August 1804: Death of Joseph Case, leaving his wife Lydia with his ten children, some of whom were old enough to take care of themselves. The youngest, James, was ten at the time, They continued living in Ohio as far as I know, and James married Hannah Wiard in Harpersfield. The next time I hear of James, he is working on the Pawnee Indian Reservation in Nebraska Territory. He went there with one of the Presbyterian missionaries who was going to visit the Otoes, a part of the Council Bluffs Indian Agency responsibility.

James and his two sons are shown as working with the Pawnees, Aaron as a blacksmith, Solomon (age 15) as an interpreter, and James as a farmer, from 1835 until 1847. These jobs were not continuous, and they worked with the Otoes, too, further north for awhile. I hope to get into more detail of their life on the Res, but due to research limitations, I'm afraid that's it for the Res.

James and Solomon traveled on to Utah in 1847 in separate Mormon parties and Aaron stayed behind. You can read about James trip to the Rocky Mountains in a humorous piece at, Issue #8, May 2010.

This concludes for now the 'traveling to the West" posts, but the end of the story is yet to come as more and more people keep traveling to the West to settle down and make homes for their families as James and his father and grandfather did.
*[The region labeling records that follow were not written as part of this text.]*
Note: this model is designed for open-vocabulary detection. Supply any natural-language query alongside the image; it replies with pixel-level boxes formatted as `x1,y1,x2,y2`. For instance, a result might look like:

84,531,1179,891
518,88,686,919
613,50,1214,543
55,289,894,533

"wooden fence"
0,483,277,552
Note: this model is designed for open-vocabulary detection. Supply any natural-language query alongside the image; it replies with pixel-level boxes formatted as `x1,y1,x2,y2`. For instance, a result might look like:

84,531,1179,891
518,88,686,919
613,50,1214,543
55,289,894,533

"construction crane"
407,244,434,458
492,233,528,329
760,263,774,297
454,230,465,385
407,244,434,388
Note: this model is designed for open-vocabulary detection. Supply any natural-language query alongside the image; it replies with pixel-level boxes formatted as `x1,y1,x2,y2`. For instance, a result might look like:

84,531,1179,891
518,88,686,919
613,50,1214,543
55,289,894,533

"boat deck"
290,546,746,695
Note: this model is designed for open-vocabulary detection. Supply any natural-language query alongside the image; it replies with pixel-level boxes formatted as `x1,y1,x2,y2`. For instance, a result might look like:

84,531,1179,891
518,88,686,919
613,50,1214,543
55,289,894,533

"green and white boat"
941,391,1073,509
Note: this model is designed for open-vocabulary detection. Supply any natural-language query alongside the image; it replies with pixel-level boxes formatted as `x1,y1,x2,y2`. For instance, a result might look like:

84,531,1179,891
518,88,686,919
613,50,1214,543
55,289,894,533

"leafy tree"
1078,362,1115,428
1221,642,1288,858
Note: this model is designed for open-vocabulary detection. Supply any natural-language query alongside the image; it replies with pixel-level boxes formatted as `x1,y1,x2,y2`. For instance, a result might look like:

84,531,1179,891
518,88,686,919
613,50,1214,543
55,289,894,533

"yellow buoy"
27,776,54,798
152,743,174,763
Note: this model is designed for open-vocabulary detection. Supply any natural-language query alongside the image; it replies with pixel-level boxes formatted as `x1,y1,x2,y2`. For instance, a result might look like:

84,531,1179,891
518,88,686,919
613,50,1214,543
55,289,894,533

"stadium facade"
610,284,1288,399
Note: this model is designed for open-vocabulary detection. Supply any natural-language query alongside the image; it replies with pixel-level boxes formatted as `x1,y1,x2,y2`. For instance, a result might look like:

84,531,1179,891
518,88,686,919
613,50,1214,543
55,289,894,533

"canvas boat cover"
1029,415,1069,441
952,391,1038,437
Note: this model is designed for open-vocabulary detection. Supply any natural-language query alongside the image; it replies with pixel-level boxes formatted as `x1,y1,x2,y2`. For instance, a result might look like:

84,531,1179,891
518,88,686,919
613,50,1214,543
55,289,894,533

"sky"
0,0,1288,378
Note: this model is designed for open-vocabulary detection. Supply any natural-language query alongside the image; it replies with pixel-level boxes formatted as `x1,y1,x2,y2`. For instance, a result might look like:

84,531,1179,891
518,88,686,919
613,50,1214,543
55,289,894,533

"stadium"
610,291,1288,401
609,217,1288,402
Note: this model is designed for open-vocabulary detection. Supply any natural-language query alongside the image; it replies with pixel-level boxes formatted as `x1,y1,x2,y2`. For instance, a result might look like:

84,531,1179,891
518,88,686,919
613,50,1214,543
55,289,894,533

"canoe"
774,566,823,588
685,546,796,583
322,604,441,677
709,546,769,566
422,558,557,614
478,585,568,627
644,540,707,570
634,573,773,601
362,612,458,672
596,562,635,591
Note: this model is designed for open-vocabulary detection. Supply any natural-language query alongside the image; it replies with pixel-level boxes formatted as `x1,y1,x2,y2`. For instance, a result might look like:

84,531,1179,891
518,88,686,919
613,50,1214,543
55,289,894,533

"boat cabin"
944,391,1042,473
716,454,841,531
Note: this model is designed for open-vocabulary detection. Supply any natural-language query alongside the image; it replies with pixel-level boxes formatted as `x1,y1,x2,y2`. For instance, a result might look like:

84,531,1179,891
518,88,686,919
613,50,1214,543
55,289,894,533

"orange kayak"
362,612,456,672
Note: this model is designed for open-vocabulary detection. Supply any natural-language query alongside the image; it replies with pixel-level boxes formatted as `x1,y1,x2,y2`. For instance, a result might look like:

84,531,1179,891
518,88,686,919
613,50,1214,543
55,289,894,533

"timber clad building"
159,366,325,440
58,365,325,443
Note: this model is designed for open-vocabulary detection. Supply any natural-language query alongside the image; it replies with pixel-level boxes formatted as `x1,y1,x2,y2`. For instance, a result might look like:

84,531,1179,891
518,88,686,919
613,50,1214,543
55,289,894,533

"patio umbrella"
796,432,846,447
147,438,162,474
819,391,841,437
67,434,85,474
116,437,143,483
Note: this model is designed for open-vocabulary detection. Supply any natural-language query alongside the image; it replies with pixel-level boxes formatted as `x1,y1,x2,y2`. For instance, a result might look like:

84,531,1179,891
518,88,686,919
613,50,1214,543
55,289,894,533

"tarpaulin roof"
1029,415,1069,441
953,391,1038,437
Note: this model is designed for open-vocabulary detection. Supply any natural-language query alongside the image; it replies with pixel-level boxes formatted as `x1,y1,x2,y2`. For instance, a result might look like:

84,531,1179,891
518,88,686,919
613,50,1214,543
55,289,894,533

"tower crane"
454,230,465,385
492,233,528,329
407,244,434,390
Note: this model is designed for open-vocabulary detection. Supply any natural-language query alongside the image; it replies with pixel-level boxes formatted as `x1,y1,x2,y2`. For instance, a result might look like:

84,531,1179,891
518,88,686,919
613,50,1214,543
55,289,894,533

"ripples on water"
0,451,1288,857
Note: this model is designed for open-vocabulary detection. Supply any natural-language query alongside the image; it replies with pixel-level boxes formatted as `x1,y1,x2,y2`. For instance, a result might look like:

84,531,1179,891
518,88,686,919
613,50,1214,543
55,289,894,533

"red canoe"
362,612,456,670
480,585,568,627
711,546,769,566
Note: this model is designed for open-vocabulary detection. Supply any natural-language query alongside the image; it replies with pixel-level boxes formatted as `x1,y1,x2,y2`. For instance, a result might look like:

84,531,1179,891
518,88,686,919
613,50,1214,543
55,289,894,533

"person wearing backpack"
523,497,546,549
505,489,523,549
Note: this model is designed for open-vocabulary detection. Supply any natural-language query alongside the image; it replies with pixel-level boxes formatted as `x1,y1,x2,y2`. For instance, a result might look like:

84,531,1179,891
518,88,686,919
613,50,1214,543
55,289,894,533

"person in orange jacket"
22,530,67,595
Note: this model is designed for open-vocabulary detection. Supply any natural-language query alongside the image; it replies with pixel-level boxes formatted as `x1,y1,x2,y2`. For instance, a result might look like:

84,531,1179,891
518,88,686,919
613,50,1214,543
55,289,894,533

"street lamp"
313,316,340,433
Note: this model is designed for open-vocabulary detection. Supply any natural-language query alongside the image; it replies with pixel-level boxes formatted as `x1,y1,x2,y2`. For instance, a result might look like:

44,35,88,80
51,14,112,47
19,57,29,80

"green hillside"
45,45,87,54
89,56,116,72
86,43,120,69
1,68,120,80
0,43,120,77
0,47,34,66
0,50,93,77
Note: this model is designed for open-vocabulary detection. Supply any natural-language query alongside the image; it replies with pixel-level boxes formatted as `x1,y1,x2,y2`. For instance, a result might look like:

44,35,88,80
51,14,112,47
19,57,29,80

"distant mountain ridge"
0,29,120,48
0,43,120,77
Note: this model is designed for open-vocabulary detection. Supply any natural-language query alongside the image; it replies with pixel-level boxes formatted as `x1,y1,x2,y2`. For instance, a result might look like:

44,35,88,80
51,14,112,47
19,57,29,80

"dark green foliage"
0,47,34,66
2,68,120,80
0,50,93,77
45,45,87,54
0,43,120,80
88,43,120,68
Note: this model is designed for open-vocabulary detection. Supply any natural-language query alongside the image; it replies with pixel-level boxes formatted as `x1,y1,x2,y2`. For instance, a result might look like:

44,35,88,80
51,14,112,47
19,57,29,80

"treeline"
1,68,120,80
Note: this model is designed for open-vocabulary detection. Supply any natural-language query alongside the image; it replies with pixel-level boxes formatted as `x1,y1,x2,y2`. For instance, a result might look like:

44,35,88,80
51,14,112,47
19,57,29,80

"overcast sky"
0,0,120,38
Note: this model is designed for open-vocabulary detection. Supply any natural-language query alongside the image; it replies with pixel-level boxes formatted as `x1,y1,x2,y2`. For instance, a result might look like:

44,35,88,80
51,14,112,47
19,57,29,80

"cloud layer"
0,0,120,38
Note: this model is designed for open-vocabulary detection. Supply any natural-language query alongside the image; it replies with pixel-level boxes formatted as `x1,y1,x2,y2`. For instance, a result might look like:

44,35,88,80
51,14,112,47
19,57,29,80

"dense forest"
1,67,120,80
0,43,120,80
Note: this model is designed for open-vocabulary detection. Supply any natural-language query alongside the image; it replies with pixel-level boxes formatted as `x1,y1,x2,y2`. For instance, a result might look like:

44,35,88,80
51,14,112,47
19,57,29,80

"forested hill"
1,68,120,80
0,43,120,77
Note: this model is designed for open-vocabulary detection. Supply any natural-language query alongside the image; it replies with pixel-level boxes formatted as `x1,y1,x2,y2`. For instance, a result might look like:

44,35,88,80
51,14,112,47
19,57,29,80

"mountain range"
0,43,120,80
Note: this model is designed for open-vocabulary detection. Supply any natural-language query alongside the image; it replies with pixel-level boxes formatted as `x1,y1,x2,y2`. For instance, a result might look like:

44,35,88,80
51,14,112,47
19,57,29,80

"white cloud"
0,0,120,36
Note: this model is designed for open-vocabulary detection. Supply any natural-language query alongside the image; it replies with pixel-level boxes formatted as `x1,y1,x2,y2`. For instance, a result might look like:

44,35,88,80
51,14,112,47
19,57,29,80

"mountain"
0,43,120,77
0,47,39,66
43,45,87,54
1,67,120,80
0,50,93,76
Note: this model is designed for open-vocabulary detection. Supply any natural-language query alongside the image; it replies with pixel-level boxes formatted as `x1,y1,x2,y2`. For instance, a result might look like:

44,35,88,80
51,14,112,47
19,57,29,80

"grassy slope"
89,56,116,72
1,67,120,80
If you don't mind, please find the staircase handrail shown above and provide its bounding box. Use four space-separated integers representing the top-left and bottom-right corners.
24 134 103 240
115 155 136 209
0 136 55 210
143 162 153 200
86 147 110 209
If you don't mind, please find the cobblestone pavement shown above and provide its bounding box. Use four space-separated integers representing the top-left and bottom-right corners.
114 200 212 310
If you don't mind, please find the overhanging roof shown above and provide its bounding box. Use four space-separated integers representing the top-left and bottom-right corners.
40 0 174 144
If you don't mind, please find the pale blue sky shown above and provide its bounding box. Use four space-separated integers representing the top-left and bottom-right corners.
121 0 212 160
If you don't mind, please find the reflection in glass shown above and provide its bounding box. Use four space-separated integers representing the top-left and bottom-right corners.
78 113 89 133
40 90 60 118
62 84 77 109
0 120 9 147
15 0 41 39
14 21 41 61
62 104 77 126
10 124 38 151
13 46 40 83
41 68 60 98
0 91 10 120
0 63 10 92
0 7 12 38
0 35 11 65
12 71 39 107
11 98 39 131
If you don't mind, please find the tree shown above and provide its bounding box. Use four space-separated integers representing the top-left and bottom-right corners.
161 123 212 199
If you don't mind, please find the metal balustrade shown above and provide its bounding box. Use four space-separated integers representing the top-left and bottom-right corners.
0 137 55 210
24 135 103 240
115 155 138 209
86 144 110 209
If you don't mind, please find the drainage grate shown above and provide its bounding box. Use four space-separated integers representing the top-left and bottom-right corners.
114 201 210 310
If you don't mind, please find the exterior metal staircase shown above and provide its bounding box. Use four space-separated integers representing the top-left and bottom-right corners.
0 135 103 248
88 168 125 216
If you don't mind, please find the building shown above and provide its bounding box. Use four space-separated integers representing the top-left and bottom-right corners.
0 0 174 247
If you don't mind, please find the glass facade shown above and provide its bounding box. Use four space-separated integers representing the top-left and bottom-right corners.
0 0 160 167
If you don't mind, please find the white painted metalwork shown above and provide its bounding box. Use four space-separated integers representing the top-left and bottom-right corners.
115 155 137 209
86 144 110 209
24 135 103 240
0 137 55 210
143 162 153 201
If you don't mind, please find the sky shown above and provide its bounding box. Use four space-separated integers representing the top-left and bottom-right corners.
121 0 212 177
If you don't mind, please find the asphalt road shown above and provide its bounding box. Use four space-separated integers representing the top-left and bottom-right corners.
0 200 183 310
The pioneers were a tough and hardy people to cut through the forest, fight off the Indians, and build their cabins all in the name of cheap land and freedom for freedom's sake.  


  1. These sound like characters out of Lonesome Dove

  2. I often read in fiction of characters who have lost one or both parents at an early age and must make their own way in the world. It seems like a convention of storytelling, but it was probably a lot more common than we imagine...Charles, is right. LONESOME DOVE.

  3. They would be proud to have been thought of as characters from Lonesome Dove.